The Roots of Root Locus
While Root Locus was still years away from being formalized, the foundational elements were all present in Evans’ early life:
- Intellectual discipline, inherited from a family that prized education.
- A network of influential mentors, who nurtured his engineering abilities.
- A partnership with Arline, whose support provided stability
- The analytical rigor of Washington University, which taught him to think.
- John R. Moore, which would later influence his professional trajectory.
Each of these elements was a root in its own right. Together, they nourished the intellectual ground from which Root Locus would eventually emerge.
Conclusion
By the time Walter Evans graduated from Washington University, he was not just an engineer—he was a thinker shaped by a rich lineage of scholars, strategists, and innovators. His early experiences in St. Louis provided him with the skills, relationships, and intellectual curiosity necessary to make groundbreaking contributions to control systems engineering.

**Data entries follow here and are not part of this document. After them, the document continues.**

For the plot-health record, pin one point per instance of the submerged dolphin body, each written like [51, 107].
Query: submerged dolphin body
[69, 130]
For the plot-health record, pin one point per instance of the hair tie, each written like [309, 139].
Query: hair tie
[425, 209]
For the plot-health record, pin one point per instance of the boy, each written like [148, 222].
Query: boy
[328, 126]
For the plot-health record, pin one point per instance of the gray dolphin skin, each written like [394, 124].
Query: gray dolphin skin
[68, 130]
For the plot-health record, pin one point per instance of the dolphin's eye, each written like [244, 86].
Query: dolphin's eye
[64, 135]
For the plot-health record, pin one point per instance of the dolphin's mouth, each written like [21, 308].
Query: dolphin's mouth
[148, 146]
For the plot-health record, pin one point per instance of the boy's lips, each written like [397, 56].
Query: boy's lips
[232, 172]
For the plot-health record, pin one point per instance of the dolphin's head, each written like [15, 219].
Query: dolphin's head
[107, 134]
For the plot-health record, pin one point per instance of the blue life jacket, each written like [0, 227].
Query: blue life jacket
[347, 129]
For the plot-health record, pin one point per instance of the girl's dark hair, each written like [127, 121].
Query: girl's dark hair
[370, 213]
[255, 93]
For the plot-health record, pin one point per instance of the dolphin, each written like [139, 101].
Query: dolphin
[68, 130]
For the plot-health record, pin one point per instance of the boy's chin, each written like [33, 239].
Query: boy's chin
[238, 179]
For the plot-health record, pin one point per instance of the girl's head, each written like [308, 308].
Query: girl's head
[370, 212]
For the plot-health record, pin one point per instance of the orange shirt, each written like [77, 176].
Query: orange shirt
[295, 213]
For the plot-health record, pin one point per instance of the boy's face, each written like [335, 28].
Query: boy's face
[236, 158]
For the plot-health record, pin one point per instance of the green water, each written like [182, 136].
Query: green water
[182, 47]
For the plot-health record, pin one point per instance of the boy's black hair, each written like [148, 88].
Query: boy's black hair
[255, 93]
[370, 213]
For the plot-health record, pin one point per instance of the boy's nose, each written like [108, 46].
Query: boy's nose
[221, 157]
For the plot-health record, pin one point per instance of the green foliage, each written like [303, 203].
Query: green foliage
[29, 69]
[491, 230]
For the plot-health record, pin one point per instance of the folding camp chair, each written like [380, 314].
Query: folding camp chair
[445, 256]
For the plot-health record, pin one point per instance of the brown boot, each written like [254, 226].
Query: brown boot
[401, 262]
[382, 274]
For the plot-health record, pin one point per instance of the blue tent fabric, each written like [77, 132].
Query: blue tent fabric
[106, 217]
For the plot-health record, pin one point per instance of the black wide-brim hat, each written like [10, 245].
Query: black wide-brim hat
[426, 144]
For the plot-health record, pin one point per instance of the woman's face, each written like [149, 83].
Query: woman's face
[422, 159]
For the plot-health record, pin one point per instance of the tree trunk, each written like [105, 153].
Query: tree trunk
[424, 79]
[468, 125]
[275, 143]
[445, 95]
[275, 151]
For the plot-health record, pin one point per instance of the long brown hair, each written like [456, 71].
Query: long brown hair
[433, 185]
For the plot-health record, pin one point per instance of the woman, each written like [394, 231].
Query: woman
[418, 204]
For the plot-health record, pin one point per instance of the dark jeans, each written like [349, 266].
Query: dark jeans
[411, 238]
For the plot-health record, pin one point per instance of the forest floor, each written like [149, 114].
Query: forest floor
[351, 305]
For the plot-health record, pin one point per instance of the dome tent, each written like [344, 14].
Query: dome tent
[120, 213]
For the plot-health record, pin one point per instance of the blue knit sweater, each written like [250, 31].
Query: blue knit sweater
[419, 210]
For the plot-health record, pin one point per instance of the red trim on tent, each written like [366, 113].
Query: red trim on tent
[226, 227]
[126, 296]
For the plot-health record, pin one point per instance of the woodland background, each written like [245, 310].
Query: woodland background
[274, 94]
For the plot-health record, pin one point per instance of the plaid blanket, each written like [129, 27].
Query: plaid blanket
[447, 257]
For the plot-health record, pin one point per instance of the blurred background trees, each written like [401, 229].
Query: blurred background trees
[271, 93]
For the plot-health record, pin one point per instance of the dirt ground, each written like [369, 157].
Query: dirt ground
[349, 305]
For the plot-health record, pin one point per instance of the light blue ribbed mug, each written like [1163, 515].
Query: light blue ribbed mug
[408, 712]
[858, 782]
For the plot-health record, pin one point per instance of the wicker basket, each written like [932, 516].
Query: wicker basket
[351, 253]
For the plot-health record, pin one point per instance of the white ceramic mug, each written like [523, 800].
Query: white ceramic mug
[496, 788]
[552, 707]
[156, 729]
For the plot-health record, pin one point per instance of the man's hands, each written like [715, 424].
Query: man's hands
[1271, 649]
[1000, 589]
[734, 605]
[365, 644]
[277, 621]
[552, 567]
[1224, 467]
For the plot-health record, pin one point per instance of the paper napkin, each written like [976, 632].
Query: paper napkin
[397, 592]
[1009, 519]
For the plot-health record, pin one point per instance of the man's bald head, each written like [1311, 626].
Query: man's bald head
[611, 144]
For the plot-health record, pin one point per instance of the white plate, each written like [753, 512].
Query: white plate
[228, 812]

Just as Root Locus would later provide engineers with a visual and intuitive way to understand system behavior, Evans’ own path was shaped by clear and distinct influences. His family, his mentors, his education, and his lifelong partnership with Arline were all essential elements of the equation. These were the roots of Root Locus—deep, interconnected, and essential to the innovation that would follow.
As Evans embarked on the next stage of his journey, he carried these influences with him. His story would soon move beyond St. Louis, but its foundation would always remain firmly rooted in the experiences, relationships, and institutions that had shaped his early years.